Pendant ce temps, Chicot, qui n'avait probablement pas de temps à perdre, chauffait à la lampe la pointe d'un petit couteau, et coupait au milieu de la cire le scel de la lettre.

Après quoi, rien ne retenant plus la dépêche, Chicot la tira de son enveloppe et la lut avec de vives marques de satisfaction.

Comme il venait d'achever cette lecture, maître Bonhomet rentra avec l'huile, le vin, le papier et la plume.

Chicot arrangea la plume, l'encre et le papier devant lui, s'assit à la table, et tendit le dos à Bonhomet avec un flegme stoïque.

Bonhomet comprit la pantomime et commença les frictions.

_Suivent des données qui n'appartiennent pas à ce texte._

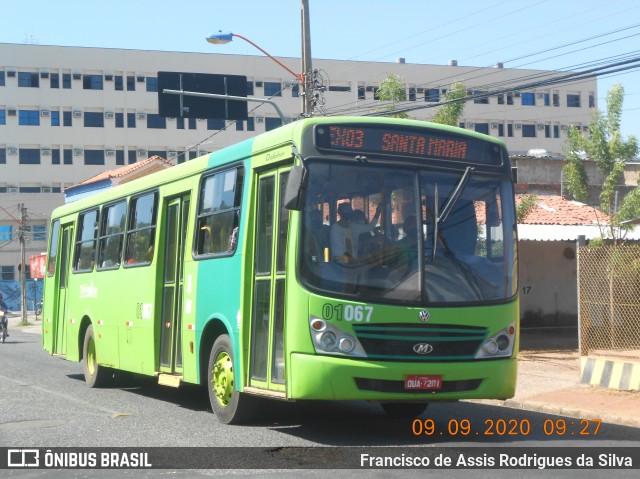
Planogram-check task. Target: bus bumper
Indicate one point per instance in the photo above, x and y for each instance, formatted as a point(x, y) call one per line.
point(333, 378)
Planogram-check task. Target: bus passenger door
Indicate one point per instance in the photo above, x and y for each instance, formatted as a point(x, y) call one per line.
point(176, 214)
point(60, 325)
point(267, 362)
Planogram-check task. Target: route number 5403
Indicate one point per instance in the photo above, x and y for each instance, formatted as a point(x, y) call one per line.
point(347, 312)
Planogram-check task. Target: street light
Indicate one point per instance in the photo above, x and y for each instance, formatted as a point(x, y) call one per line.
point(221, 38)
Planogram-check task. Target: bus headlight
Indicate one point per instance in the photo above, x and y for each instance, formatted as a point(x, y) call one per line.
point(499, 345)
point(330, 339)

Cependant, comme si, au lieu d'irriter une douloureuse blessure, on l'eût voluptueusement chatouillée, Chicot, pendant ce temps, copiait la lettre du duc de Guise à sa soeur, et faisait ses commentaires à chaque mot.

Cette lettre était ainsi conçue:

« Chère soeur, l'expédition d'Anvers a réussi pour tout le monde, mais a manqué pour nous; on vous dira que le duc d'Anjou est mort; n'en croyez rien, il vit.

Il vit, entendez-vous, là est toute la question.